The church’s board made the decision Monday evening to leave the organization so it could “focus fully” on the church’s mission, says Senior Pastor Rev. Brady Whitton in a prepared statement.
“The mission of the United Methodist Church is to ‘Make disciples of Jesus Christ for the transformation of the world,’” Whitton says. “The Church Council’s decision was not based on TBR’s merits or whether we agree or disagree with TBR’s position on issues in our community, but on our desire to remain focused on our mission. We support much of the work TBR has done in our community and encourage individual congregants who are so led to continue their support of and work with TBR.”

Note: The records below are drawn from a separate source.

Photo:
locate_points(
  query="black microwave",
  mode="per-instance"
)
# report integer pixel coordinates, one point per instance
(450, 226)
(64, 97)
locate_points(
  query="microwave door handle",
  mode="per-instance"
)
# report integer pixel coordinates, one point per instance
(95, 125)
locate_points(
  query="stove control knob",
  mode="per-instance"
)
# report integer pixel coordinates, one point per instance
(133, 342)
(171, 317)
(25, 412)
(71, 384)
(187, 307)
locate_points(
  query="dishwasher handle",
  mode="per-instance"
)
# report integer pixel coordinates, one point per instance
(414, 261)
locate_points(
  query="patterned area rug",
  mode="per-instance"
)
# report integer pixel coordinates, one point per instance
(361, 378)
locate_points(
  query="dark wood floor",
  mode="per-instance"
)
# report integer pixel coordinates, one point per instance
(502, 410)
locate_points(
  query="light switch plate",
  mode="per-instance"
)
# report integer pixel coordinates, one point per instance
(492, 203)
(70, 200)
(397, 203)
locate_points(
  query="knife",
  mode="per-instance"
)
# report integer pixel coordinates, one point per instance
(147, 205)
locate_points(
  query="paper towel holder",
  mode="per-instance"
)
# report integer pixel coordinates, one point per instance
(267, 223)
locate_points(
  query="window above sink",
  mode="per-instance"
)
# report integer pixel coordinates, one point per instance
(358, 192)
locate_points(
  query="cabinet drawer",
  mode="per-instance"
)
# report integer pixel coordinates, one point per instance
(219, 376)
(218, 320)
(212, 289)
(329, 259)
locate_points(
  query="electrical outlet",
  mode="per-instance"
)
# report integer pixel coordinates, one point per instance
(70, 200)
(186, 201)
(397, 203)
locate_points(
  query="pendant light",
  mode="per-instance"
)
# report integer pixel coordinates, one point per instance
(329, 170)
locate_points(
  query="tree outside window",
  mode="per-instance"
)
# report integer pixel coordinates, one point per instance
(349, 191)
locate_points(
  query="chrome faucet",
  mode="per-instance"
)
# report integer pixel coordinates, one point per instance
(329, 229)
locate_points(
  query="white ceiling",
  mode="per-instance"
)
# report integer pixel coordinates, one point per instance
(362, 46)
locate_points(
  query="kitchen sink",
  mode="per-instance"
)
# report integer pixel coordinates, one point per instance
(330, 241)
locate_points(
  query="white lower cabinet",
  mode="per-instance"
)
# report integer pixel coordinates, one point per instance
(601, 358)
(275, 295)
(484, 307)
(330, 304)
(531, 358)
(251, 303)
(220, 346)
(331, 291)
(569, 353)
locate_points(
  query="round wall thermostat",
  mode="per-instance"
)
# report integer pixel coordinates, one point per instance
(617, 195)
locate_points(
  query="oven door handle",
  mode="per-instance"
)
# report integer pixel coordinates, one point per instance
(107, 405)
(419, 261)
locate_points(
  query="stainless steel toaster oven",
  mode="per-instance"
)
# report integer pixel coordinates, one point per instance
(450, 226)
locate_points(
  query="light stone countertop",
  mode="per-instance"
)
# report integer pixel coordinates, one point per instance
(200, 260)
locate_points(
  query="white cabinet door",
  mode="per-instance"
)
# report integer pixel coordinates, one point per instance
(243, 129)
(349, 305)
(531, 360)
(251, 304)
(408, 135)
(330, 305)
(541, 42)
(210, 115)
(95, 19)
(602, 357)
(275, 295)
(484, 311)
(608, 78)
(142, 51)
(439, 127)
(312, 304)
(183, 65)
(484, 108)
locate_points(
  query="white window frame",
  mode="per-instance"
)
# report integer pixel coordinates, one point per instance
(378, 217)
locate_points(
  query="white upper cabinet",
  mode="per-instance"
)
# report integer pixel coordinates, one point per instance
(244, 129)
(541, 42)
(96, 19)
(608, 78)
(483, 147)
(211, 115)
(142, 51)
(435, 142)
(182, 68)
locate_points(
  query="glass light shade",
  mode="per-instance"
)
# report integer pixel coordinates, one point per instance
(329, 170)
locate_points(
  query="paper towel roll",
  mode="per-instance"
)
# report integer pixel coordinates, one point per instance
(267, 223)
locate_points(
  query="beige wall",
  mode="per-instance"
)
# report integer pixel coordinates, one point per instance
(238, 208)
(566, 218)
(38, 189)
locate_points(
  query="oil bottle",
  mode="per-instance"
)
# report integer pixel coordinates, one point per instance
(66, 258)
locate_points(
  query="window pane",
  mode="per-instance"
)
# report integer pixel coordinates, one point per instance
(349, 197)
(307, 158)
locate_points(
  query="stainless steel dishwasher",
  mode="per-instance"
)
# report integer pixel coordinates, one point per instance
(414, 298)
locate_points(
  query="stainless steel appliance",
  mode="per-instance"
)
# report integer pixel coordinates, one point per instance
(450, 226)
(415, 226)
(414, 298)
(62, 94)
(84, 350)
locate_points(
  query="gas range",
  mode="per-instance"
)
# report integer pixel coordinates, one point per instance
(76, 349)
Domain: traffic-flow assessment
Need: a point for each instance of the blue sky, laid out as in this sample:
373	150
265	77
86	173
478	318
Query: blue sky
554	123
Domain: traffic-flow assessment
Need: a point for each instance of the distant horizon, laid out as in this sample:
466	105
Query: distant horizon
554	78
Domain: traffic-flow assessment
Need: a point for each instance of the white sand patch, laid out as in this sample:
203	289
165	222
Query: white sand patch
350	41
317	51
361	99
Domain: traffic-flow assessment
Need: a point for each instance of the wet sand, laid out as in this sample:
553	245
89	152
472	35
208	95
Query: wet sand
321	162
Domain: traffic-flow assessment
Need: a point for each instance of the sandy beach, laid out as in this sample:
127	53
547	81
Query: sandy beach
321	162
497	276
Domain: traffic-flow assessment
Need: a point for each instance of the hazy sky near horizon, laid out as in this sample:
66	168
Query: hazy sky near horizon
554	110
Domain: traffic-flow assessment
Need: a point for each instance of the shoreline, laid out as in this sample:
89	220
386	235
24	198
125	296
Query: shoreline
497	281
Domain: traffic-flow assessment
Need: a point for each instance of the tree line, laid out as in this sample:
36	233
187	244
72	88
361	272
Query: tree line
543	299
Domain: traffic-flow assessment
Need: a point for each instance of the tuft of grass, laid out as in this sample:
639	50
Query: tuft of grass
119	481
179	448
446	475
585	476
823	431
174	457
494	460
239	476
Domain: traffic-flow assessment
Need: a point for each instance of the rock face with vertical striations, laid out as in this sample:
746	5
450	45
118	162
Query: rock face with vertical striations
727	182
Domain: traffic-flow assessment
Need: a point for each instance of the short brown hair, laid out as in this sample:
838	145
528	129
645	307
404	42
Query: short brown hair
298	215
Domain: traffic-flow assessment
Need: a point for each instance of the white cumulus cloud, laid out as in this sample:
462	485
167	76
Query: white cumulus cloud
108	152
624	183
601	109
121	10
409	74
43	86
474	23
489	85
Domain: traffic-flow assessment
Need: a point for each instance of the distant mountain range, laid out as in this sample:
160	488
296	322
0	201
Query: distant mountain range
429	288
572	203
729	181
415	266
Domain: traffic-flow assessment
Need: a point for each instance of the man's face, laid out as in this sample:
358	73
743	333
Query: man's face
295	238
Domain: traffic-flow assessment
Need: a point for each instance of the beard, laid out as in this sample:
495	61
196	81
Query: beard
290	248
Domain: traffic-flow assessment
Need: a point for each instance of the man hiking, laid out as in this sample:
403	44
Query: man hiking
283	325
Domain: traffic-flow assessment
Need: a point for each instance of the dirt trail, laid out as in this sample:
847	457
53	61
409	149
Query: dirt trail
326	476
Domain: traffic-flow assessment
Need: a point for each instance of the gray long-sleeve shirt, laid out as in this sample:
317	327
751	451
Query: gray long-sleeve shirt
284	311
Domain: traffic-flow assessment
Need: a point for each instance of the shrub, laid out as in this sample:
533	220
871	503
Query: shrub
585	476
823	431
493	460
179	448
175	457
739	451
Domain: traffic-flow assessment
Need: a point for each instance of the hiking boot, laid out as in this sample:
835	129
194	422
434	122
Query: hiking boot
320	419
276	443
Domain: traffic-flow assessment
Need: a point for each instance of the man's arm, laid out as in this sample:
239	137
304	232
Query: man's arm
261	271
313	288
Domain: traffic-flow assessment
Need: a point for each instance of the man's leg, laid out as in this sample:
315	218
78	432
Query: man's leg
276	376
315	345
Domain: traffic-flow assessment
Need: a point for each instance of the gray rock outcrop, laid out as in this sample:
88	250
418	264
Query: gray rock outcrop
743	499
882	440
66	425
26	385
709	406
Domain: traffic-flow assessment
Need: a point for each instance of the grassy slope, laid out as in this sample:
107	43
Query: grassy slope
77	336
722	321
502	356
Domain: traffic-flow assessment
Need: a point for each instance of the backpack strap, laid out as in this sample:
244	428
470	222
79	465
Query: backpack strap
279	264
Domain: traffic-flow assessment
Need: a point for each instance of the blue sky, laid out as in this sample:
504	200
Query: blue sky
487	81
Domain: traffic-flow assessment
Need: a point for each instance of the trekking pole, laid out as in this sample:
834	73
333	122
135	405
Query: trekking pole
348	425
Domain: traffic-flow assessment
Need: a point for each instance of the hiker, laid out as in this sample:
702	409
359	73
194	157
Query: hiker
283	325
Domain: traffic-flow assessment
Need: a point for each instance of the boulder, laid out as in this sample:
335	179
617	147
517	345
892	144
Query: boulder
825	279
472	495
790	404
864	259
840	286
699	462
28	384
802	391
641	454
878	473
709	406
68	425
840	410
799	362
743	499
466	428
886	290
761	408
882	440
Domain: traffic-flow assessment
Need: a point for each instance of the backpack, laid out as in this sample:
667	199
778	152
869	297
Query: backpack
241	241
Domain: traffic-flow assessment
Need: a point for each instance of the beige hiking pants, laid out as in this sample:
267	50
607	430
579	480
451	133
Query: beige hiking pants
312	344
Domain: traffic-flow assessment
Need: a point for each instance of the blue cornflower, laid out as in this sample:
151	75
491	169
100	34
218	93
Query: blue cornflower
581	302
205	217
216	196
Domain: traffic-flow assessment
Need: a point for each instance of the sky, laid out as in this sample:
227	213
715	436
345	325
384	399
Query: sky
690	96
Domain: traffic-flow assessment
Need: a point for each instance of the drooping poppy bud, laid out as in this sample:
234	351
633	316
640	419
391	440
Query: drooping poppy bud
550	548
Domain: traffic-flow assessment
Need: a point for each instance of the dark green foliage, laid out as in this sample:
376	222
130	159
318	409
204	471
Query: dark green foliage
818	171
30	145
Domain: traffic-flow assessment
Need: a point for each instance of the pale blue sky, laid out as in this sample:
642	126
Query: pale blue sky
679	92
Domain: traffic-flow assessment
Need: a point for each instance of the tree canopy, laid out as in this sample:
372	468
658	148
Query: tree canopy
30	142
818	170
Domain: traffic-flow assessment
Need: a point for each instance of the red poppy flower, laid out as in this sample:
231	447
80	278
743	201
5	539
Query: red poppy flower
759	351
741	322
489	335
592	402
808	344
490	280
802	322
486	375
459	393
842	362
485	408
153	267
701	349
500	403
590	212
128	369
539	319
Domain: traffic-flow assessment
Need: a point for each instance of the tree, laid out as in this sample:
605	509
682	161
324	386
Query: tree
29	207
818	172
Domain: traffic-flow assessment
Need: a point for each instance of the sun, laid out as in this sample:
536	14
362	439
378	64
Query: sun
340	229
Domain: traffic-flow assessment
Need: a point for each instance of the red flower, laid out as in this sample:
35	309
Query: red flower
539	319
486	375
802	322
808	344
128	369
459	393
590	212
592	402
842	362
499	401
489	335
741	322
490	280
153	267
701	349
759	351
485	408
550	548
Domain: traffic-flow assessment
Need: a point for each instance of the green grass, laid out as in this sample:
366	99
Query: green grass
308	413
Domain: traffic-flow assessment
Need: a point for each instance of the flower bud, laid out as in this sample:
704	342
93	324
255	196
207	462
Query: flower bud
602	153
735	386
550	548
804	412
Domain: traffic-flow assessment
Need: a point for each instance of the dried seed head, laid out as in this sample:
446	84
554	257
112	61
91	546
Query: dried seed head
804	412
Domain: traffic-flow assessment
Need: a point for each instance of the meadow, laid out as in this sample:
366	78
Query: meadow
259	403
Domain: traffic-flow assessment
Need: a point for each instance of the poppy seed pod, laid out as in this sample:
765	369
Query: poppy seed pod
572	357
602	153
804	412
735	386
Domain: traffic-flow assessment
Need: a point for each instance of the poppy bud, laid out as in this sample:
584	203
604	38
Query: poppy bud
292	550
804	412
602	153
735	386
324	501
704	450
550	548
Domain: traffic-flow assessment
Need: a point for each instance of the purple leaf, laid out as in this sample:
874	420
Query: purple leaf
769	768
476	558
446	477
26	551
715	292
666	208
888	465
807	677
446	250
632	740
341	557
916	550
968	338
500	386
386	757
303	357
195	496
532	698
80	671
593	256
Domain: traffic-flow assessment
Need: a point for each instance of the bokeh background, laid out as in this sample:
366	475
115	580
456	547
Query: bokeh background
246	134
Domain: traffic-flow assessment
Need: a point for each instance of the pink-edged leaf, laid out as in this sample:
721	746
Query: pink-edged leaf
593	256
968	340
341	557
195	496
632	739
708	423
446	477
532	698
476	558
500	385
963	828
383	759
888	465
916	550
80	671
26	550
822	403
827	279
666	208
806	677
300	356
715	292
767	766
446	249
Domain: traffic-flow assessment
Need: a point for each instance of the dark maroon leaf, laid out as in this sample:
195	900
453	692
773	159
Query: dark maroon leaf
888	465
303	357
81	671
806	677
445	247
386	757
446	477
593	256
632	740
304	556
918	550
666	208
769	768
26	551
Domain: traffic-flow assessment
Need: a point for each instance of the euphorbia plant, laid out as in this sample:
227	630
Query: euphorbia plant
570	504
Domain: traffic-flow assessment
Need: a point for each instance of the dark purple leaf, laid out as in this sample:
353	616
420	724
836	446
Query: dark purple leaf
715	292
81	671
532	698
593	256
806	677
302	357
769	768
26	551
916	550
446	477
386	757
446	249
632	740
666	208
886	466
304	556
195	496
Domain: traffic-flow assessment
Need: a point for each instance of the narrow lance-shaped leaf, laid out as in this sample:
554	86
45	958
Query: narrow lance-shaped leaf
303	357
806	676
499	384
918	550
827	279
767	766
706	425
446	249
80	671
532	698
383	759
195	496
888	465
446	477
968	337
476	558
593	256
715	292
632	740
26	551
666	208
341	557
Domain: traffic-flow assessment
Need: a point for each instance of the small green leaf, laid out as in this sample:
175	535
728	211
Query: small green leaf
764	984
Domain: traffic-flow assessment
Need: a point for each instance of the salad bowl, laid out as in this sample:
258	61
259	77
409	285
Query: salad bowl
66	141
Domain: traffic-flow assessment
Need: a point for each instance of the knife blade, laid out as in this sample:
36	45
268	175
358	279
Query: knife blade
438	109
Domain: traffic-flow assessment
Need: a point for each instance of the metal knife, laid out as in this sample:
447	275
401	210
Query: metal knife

Still, several sources told Daily Report that First United’s congregation has been divided about the church’s membership in Together Baton Rouge for several months and concerns have grown as TBR has gotten increasingly vocal about the Industrial Tax Exemption Program.
The loss of such a large organization, like First United, strikes a blow to Together Baton Rouge, which draws the majority of its membership base—and earns much of its credibility—from local religious congregations.
The organization, a frequent critic of ITEP, has topped headlines in recent weeks with its strong positions against the tax-break program in general as well as its outspoken criticism regarding two specific ITEP requests from ExxonMobil, which the industrial giant withdrew after the East Baton Rouge Parish Public School Board rejected them.
Together Baton Rouge released a report questioning ITEP’s impact on the business tax climate, and yesterday came out strongly against plans by two lawmakers to file legislation that would return full ITEP authority to the state.
In a prepared statement, Together Baton Rouge Executive Committee member Rev. Lee T. Wesley compares the church’s departure from the group to an excerpt in Martin Luther King’s Letter from Birmingham Jail, in which he describes the difference between “a negative peace, which is the absence of tension, and a positive peace, which is the presence of justice.”
“A few congregations in our city will feel the tension of this moment in history more than others,” Wesley says. “My colleagues and I are praying for their clergy, as they struggle to discern which peace is the peace of Christ.”